Peta Depok (lama) Tempo Doeloe, 1900
Selanjutnya jalan akan memasuki Jalan Kartini yang sekarang dan ketemu pertigaan pertama jalan belok ke kiri (menuju jalan Pemuda sekarang). Kemudian akan ketemu pertigaan kedua yang simpang yang berbelok ke kanan (menuju stasion Depok).

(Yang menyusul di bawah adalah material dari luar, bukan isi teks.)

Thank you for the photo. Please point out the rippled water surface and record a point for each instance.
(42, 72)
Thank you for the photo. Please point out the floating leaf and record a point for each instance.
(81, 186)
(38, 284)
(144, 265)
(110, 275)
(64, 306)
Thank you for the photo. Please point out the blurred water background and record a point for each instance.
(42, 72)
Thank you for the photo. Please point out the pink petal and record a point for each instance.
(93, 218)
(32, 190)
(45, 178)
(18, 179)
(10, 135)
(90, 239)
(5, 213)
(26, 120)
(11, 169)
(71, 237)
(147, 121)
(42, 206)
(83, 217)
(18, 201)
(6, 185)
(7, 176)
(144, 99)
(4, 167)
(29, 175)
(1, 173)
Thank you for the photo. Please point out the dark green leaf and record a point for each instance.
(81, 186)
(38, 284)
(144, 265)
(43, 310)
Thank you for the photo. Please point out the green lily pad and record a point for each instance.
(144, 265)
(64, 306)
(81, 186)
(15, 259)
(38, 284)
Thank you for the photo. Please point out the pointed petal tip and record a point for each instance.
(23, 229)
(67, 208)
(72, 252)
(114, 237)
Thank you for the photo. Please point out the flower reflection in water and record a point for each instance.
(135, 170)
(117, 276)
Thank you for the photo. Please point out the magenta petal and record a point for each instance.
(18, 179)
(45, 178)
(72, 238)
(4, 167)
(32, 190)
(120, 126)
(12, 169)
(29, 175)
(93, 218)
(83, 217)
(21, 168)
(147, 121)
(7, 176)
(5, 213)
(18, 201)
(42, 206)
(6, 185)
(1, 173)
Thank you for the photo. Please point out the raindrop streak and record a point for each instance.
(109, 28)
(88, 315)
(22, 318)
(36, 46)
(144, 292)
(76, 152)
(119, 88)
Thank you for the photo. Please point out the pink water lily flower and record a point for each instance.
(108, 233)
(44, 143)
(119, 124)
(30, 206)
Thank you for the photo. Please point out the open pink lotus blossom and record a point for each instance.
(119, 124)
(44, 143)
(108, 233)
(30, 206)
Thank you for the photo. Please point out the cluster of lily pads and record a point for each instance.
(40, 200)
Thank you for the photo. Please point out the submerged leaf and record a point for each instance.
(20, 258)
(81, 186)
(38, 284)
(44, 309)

Peta Citayam Tempo Doeloe, 1900
Perjalanan ini terus ke Citayam sepanjang rel (parallel). Selepas halte Citayam, jalan memotong rel ke kanan (seperti yang sekarang). Kemudian jalan ini ketemu pertugaan dimana belok ke kiri menuju ke Bojong Gede dan belok ke kanan menuju Rumah Citayam--suatu mansion Meester Cornelis di Landhuis Citayam***Dideskripsikan oleh Akhir Matua Harahap berdasarkan peta dari Topographisch Bureau, Batavia yang diterbitkan tahun 1900 yang disimpan KITLV.NL. 

2 komentar:

  1. lebih bagus lagi kalau informasi lintang bujur peta tetap ada, sehingga bisa disangingkan dengan peta saat ini dengan lintang bujur yang sama. tks

    BalasHapus
    Balasan
    1. Sebenarnya dalam peta lengkapnya ada informasi lintang/bujur (tetapi tidak ditampilkan). Hal itu karena fokusnya pada area-area khusus secara sempit (area kecil). Untuk menunjukkan posisi rel dapat ditunjukkan dengan dibandingkan dengan posisi (bentuk dan arah) jalan dan sungai (plus danau) yang dapat dicocokkan dengan peta satelit masa kini (googlemap). Demikian.